Handling Improvement for Distributed Drive Electric Vehicle Based on Motion Tracking Control

The integrated control system which combines the differential drive assisted steering (DDAS) and the direct yaw moment control (DYC) for the distributed drive electric vehicle (DDEV) is studied. A handling improvement algorithm for the normal cornering maneuvers is proposed based on motion tracking control. Considering the ideal assistant power character curves at different velocities, an open-loop DDAS control strategy is developed to respond the driver’s demand of steering wheel torque. The DYC strategy contains the steering angle feedforward and the yaw rate feedback. The steering angle feedforward control strategy is employed to improve yaw rate steady gain of vehicle. The maximum feedforward coefficients at different velocities are obtained from the constraint of the motor external characteristic, final feedforward coefficients are calculated according to the ideal assistant power character curve of the DDAS. Meanwhile, an integral anti-windup PI control is proposed to track reference yaw rate based on linear single track model.
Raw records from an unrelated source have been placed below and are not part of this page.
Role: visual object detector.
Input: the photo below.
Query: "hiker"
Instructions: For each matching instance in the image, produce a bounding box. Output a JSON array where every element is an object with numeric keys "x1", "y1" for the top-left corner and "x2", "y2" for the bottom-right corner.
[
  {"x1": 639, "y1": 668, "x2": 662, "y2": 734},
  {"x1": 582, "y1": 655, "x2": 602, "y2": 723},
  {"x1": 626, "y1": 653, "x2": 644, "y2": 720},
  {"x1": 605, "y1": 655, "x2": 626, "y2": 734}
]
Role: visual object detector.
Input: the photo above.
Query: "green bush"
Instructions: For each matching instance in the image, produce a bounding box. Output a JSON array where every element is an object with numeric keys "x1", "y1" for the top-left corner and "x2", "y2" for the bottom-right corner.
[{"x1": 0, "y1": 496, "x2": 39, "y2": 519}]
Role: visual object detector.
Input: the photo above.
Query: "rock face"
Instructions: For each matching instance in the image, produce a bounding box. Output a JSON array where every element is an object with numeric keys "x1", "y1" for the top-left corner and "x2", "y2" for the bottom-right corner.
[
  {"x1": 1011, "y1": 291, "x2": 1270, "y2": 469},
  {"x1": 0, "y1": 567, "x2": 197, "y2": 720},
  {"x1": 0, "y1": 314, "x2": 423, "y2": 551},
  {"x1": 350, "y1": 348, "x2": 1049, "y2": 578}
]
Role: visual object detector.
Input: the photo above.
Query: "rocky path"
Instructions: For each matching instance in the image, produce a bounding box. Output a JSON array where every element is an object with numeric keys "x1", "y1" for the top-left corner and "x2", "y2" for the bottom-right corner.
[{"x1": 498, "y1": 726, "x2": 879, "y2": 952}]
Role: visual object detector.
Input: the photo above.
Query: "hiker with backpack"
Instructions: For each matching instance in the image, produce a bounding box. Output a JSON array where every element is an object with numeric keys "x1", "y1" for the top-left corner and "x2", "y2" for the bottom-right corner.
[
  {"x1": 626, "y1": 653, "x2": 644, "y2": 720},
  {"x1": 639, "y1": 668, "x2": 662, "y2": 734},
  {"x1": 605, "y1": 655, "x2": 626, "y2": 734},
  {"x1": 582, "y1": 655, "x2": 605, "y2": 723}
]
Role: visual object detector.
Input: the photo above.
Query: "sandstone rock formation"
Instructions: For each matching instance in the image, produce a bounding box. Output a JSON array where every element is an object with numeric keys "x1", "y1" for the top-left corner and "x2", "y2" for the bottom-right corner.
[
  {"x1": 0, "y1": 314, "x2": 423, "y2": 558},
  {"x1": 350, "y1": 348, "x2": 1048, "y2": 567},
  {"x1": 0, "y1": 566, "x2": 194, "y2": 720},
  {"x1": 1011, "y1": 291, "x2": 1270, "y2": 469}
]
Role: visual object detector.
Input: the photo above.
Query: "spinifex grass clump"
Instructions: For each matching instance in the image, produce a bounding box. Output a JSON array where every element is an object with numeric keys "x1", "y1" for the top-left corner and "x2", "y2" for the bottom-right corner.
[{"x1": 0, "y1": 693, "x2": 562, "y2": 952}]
In addition, a torque allocation algorithm is proposed to coordinate the driver’s accelerate intention with the additional vehicle yaw moment demand. Simulations and field tests under multiple maneuvers have been carried out. The results indicate that the proposed controller can reduce driver operating burden by decreasing the steering wheel torque while the transient response and the steady gain of the yaw rate are improved. The algorithm can also effectively rectify the under steering caused by accelerating and enhance the handling performance of the DDEV significantly.